A dedução fiscal de despesas compartilhadas na base de cálculo da CSLL é possível em razão de fundamentos legais específicos:

  • Art. 13, caput, da Lei nº 9.249/1995, combinado com o art. 47 da Lei nº 4.506/1964
  • Art. 2º, § 1º, alínea “c”, da Lei nº 7.689/1988
  • Art. 50, § 1º, da Lei nº 12.973/2014, combinado com o art. 8º do Decreto-Lei nº 1.598/1977
  • Art. 62, parágrafo único, e item 43 do Anexo I da Instrução Normativa RFB nº 1.700/2017

Pontos de atenção para as empresas

As empresas que utilizam ou pretendem implementar estruturas de compartilhamento de custos devem estar atentas aos seguintes aspectos:

  1. Formalizar adequadamente o acordo de rateio entre as empresas, estabelecendo critérios objetivos e razoáveis
  2. Garantir que os valores rateados correspondam apenas aos custos efetivos, sem adição de margens de lucro
  3. Manter documentação comprobatória detalhada dos custos incorridos e dos critérios utilizados para o rateio
  4. Realizar a contabilização adequada dos valores, tanto na empresa centralizadora quanto nas beneficiárias
  5. Observar possíveis impactos em outros tributos não abordados na Solução de Consulta, como IRRF e CIDE

É essencial que a operação de compartilhamento de custos seja revestida de clareza, razoabilidade, formalidade, assentamento contábil correto e conformidade com a legislação fiscal.

Conclusão

A dedução fiscal de despesas compartilhadas entre empresas do mesmo grupo econômico, inclusive em operações internacionais, é admitida pela legislação tributária brasileira, desde que observados os requisitos estabelecidos pela Receita Federal.

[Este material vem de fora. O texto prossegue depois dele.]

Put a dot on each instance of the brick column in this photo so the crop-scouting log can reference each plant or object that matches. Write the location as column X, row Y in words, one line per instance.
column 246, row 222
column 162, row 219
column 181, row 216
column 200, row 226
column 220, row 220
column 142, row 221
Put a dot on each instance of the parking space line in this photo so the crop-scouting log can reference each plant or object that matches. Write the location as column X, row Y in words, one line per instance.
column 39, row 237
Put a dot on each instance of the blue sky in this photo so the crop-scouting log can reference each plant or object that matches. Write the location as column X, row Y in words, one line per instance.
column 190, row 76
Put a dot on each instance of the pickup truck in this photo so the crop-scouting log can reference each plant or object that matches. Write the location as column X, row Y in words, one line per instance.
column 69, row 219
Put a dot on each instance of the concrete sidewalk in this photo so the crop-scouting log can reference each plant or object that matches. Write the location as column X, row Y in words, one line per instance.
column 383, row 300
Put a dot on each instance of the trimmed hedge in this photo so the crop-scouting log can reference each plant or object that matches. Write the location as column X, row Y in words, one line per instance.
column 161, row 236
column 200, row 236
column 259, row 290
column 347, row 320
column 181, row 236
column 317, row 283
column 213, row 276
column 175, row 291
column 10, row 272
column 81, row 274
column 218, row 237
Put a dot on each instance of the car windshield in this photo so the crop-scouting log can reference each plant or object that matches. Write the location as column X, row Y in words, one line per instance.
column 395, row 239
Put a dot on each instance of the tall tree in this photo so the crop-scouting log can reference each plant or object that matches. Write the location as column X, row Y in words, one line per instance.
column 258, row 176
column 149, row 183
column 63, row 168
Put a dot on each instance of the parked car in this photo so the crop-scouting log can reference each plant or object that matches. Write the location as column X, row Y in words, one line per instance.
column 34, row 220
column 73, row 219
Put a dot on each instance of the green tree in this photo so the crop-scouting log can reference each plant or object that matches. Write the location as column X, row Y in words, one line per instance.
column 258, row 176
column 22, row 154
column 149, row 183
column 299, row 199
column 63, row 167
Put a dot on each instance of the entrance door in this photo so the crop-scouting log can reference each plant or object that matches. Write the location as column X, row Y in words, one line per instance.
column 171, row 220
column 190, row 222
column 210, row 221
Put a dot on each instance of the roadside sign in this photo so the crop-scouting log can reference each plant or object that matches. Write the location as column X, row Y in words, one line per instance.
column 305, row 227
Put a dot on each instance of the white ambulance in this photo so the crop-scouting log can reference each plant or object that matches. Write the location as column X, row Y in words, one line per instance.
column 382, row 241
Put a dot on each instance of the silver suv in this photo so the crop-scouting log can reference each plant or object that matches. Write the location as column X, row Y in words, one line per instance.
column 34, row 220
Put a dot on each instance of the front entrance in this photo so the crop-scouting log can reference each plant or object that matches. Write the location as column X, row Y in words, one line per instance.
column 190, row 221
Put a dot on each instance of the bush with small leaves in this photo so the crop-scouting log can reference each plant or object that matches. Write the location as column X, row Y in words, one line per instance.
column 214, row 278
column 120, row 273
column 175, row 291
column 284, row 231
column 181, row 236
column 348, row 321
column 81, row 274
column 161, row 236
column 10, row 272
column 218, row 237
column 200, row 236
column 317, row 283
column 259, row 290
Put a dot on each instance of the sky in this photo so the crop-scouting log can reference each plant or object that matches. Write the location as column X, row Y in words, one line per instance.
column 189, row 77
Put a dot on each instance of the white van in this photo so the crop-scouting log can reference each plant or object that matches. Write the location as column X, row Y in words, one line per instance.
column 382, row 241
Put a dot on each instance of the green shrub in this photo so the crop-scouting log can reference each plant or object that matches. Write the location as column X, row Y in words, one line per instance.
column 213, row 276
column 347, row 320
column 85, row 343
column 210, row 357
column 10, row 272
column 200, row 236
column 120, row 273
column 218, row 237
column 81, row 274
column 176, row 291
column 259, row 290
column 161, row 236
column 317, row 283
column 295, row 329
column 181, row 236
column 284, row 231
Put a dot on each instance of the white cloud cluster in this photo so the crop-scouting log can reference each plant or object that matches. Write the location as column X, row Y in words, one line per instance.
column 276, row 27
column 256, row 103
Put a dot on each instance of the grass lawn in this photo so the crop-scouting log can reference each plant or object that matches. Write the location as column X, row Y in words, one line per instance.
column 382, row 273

Esta possibilidade representa uma importante ferramenta de planejamento empresarial, permitindo a otimização de recursos e redução de custos administrativos sem comprometer a dedutibilidade fiscal das despesas incorridas.

As empresas devem, no entanto, estar atentas ao cumprimento integral dos requisitos formais e materiais para garantir a dedutibilidade desses valores na apuração do IRPJ e da CSLL, evitando questionamentos futuros por parte das autoridades fiscais.